Monday, August 14, 2006

Two hawks, two turkey vultures, one deer, one dead porcupine, one enormous spider with babies, 10 hours on a motorcycle, and one accident.

Chris and I sneaked off this weekend for a motorcycle trip. His parents watched the girls and dogs and we had two wonderful days. We headed North, destination the deep woods. In the first half hour of the ride I saw two hawks. The weather was perfect for riding with blue sky painted with fluffy white clouds, suprisingly cooler air, and no wind. It was peaceful....beautiful....serene.... and then I nearly crashed my bike.
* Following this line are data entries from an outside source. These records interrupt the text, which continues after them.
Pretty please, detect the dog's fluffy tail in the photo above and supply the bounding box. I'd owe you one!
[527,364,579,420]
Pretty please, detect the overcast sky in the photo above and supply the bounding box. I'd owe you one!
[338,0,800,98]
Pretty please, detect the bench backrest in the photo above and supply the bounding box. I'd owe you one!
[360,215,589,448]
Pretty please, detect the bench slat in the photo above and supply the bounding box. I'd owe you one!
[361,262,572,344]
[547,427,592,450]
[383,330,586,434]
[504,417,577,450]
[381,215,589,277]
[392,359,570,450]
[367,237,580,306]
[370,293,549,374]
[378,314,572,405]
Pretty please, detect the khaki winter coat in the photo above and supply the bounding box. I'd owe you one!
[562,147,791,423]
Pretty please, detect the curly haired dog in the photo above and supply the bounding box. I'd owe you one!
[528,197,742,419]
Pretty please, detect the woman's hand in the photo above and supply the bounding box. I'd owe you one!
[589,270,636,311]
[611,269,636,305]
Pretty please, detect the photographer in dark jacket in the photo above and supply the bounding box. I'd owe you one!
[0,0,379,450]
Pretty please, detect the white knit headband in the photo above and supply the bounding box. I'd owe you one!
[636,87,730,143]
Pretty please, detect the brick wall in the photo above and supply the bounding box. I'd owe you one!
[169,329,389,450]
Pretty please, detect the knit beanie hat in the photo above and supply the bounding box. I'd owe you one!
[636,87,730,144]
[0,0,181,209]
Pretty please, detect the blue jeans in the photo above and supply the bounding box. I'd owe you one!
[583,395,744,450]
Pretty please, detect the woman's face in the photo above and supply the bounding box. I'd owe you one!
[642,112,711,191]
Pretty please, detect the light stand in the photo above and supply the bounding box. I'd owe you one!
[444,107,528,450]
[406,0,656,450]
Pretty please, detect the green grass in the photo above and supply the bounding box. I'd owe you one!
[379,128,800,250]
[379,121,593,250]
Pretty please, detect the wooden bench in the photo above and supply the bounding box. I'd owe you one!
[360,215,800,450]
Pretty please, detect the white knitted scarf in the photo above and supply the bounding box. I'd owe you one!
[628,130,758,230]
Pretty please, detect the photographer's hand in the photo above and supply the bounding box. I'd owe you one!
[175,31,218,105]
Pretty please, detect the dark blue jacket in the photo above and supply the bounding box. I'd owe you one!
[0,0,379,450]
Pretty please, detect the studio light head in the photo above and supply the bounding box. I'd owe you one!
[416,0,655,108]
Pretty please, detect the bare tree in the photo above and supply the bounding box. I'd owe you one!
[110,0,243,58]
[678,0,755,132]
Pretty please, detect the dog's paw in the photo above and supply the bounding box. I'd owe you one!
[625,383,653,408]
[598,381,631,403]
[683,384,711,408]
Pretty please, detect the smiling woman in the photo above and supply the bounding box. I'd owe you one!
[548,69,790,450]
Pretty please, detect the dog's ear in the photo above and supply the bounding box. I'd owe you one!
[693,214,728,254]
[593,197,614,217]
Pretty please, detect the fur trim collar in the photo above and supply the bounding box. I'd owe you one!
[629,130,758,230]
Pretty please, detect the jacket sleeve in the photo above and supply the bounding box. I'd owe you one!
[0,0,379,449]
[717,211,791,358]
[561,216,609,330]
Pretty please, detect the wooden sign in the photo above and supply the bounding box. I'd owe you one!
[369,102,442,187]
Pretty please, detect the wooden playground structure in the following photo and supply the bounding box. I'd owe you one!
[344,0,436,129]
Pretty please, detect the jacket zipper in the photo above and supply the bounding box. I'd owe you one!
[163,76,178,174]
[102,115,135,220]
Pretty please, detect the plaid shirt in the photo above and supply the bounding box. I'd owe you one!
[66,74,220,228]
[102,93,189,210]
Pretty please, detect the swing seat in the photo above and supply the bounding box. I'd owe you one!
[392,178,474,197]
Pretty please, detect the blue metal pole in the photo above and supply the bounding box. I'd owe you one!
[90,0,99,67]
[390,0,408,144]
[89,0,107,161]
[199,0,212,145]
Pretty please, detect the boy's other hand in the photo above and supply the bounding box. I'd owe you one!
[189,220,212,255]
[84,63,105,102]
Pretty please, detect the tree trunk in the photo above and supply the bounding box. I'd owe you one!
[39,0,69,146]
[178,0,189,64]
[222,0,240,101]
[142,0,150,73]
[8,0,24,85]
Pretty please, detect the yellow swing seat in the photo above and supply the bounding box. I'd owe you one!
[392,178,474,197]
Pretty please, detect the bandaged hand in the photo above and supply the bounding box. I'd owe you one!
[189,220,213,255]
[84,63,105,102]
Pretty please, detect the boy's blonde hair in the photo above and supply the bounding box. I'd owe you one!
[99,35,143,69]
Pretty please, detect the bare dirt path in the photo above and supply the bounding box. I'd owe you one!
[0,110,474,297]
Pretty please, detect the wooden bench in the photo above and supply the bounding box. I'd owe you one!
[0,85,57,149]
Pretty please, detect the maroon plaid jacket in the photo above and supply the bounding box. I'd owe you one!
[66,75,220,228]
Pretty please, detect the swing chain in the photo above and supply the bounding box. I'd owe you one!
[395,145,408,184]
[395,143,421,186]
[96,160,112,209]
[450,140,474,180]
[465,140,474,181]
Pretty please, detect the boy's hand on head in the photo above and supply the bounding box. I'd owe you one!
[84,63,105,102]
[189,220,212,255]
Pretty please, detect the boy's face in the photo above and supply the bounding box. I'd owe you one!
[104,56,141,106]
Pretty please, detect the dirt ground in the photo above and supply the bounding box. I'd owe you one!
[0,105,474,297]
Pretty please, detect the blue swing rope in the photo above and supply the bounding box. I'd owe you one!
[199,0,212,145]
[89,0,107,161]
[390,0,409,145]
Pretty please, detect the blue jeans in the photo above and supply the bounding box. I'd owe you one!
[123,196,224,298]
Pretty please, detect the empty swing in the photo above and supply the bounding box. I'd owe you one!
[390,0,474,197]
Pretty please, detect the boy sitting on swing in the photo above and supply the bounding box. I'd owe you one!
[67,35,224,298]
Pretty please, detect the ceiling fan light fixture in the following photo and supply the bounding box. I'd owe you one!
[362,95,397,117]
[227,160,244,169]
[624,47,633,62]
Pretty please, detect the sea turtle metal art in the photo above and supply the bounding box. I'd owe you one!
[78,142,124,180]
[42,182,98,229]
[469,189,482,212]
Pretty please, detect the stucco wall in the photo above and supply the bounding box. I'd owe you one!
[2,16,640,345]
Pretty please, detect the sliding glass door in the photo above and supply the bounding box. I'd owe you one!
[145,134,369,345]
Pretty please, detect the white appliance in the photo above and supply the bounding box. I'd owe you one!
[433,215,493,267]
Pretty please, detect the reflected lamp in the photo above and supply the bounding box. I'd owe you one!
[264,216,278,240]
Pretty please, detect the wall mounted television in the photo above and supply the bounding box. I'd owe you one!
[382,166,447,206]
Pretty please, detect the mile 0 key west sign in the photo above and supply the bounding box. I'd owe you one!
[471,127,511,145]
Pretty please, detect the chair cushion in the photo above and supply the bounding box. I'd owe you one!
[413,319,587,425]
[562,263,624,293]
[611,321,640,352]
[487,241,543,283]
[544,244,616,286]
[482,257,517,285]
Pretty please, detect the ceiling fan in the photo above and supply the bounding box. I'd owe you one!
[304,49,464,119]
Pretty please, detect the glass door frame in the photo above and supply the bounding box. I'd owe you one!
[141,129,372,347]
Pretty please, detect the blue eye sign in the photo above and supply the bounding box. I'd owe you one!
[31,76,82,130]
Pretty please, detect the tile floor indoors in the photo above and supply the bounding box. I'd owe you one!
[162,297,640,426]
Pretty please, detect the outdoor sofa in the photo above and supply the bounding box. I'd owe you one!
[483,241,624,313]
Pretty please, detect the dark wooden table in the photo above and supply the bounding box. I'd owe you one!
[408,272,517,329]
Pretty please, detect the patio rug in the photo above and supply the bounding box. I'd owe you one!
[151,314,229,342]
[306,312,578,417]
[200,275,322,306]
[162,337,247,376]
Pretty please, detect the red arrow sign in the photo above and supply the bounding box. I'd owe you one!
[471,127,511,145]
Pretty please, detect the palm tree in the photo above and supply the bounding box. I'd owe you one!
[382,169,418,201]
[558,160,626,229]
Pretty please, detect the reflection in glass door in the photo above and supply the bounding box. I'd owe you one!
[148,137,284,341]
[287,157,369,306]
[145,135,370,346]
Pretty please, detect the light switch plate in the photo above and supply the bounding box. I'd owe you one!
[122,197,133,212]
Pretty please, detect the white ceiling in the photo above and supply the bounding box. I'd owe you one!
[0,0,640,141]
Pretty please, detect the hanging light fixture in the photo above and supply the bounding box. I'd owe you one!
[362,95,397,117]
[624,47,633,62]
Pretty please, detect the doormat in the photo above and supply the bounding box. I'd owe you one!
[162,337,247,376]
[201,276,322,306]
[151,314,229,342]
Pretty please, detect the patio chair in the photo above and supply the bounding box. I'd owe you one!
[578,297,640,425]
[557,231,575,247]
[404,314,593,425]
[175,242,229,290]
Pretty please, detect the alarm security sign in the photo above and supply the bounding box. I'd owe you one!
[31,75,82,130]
I left the highway, so I guess that counts as an accident, though I stayed upright and neither Daisy (my bike) or I had a scratch on us.
Chris and I had agreed that I would follow him for the first leg of the trip because he knew the route better. So I was just looking around, spotting hawks, looking at the blue sky painted with fluffy white clouds, enjoying the suprisingly cooler air, and thinking how pleasant it was with no wind. I was not paying attention to signs or speed, just making sure I stayed about the same distance behind Chris all the time. We were going into a curve to the right when I saw Chris brake hard because it was much sharper curve than expected. Then I noticed all of the gravel blanketing the highway. I hit my brakes hard because I knew I'd never make that curve at the speed I was going, even without the gravel. I started to skid and my rear wheel was sliding out to the side. This has never happened to me before, yet I was keenly aware that this was not a good thing. Had I not let go of the brakes and decided to go for the ditch at that moment, I would have laid her down on the highway and slid who-knows-how-far on my pretty pink leather jacket.
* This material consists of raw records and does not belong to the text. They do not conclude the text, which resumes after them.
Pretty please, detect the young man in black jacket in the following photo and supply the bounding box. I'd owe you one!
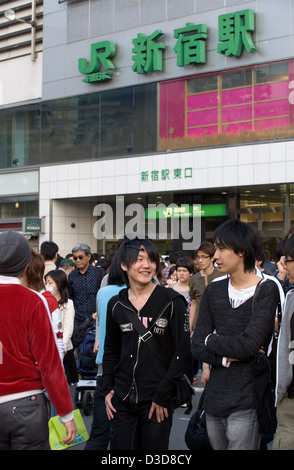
[103,239,192,450]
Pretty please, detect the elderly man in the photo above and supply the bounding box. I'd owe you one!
[68,243,99,330]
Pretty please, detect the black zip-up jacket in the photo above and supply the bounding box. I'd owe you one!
[103,285,192,407]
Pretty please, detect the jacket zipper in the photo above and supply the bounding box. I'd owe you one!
[118,302,172,403]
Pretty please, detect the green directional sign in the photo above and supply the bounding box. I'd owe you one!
[22,217,42,233]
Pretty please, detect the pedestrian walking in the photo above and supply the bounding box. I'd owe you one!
[192,220,279,450]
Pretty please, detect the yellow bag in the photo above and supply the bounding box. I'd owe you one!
[49,410,89,450]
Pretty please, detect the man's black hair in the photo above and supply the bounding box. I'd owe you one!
[283,237,294,259]
[176,256,194,274]
[118,238,160,285]
[214,219,262,272]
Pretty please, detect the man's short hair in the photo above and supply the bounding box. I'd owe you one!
[196,241,215,258]
[118,238,160,285]
[40,241,59,261]
[214,219,262,271]
[283,237,294,259]
[72,243,91,255]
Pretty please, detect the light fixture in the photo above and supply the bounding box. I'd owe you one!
[4,0,37,60]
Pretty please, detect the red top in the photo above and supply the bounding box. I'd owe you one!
[0,277,73,416]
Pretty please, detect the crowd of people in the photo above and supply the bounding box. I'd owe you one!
[0,219,294,451]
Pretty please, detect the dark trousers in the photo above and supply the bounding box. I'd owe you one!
[0,393,50,450]
[85,375,110,450]
[110,395,173,450]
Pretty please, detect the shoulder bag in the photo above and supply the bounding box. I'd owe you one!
[252,281,277,434]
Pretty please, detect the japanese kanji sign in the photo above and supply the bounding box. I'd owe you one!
[132,29,165,73]
[78,9,256,82]
[141,167,192,182]
[217,10,256,57]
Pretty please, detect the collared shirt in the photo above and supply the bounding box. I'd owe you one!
[68,265,98,321]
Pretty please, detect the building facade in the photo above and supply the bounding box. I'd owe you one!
[0,0,294,255]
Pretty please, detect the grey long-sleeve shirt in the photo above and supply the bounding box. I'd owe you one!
[192,279,279,416]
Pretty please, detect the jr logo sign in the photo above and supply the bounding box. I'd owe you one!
[79,41,116,83]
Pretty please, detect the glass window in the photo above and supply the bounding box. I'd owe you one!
[0,83,157,168]
[158,61,294,150]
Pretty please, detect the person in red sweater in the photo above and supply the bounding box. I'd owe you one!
[21,249,64,362]
[0,231,77,450]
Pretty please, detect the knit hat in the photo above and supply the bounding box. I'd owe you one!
[0,230,31,276]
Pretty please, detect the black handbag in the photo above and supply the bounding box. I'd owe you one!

I picked a spot ahead of me, crossed the oncoming lane, and rode hard down into a deep ditch. I felt Daisy's shocks bottom out and my spine took care of the rest of the shock absorbsion. I raised up on my foot pegs, eased off of my throttle, rode up the other side of the ditch, apparently just missed a fence (I had tunnel vision and a little adrenaline flowing, and don't recall seeing that), over a driveway, and back up the ditch and onto the highway. Never stopped, never looked back.
Chris saw the whole thing in his mirrors. He knew I was going too fast for the curve, he knew that I'd never make it with the gravel...and was at least somewhat relieved when he realized that I'd crash on grass. I'd be plenty broken up, but I wouldn't have road rash. Then he watched me disappear into the ditch, jump off the other side, miss the fence, and climb right back onto the highway with a huge smile on my face.
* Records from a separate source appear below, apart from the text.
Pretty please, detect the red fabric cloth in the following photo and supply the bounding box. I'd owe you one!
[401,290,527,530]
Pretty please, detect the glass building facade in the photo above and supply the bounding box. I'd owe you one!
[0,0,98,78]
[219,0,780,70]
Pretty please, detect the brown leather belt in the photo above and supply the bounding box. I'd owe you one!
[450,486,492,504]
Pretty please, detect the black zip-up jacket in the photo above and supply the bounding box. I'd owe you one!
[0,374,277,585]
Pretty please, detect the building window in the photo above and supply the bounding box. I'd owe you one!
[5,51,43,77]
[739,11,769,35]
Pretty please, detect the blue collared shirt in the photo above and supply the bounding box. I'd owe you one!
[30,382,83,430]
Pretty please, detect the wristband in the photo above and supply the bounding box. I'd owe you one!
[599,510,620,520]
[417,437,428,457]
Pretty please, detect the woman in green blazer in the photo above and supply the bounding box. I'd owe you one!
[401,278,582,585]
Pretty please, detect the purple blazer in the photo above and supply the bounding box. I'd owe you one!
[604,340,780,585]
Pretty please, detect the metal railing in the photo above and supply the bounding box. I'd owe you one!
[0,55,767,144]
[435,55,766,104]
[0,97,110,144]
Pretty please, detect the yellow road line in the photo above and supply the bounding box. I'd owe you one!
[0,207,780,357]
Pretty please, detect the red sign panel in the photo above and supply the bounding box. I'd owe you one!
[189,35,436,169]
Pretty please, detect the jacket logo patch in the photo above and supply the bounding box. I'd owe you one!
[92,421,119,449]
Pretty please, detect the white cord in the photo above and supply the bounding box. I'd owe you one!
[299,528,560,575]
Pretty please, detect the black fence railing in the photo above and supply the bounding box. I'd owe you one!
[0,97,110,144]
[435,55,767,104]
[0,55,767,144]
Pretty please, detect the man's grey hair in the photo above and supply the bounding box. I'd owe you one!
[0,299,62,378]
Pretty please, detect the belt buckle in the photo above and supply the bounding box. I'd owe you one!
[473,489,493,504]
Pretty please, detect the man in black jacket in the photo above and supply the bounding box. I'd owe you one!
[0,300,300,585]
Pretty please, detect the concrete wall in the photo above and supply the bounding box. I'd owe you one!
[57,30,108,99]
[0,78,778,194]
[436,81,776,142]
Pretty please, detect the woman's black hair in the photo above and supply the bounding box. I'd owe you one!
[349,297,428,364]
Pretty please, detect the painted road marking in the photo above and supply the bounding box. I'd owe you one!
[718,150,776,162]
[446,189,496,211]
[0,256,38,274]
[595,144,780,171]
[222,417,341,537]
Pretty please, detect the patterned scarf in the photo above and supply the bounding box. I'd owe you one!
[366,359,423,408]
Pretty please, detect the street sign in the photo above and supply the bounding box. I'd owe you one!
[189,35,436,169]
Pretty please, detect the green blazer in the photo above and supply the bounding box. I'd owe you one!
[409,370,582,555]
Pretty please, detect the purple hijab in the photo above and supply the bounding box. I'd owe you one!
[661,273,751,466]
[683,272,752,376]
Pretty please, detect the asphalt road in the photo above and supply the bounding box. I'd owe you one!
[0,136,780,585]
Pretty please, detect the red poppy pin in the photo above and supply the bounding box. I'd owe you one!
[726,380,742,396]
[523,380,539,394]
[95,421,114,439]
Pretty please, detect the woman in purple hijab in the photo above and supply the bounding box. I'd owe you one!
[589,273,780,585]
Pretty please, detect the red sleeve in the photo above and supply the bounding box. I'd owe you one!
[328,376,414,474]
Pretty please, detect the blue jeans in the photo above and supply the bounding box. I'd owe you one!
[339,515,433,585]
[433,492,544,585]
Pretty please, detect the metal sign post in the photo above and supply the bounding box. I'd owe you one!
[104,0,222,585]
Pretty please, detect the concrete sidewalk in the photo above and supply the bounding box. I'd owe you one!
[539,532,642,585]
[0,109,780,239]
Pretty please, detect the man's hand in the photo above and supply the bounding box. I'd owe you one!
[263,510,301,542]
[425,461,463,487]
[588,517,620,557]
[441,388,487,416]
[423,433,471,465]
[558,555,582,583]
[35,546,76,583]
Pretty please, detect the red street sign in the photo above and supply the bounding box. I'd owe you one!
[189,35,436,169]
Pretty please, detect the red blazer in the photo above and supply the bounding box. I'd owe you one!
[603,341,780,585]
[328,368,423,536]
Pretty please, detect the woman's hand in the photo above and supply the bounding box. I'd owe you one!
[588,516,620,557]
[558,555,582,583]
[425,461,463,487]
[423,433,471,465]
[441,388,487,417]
We pulled off of the highway, I let out a huge scream and then laughed hysterically for five minutes. Chris thought I may have actually been hysterical. We pulled back onto the highway once I had control of my maniacal laughter and within a few minutes I was pointing to pretty birds 300 feet up in the air. He wasn't amused.
On the trip we also saw one deer, two turkey vultures, and a dead porcupine. We found my sister's new house up in the woods and visited with she and her husband and my brother and his wife who happened to be visiting, also. It was wonderful. Melia's house is a dream. On a river. Ten acres of wooded land. Beautiful house with huge deck. A canoe. Set waaaaaayyyy off of the road. Heaven.
Oh, and by the river was the largest spider I've ever seen in the wild. It was the size of a turantula....and had a huge nest with little babies running around inside. If my photos do it justice, I'll show you.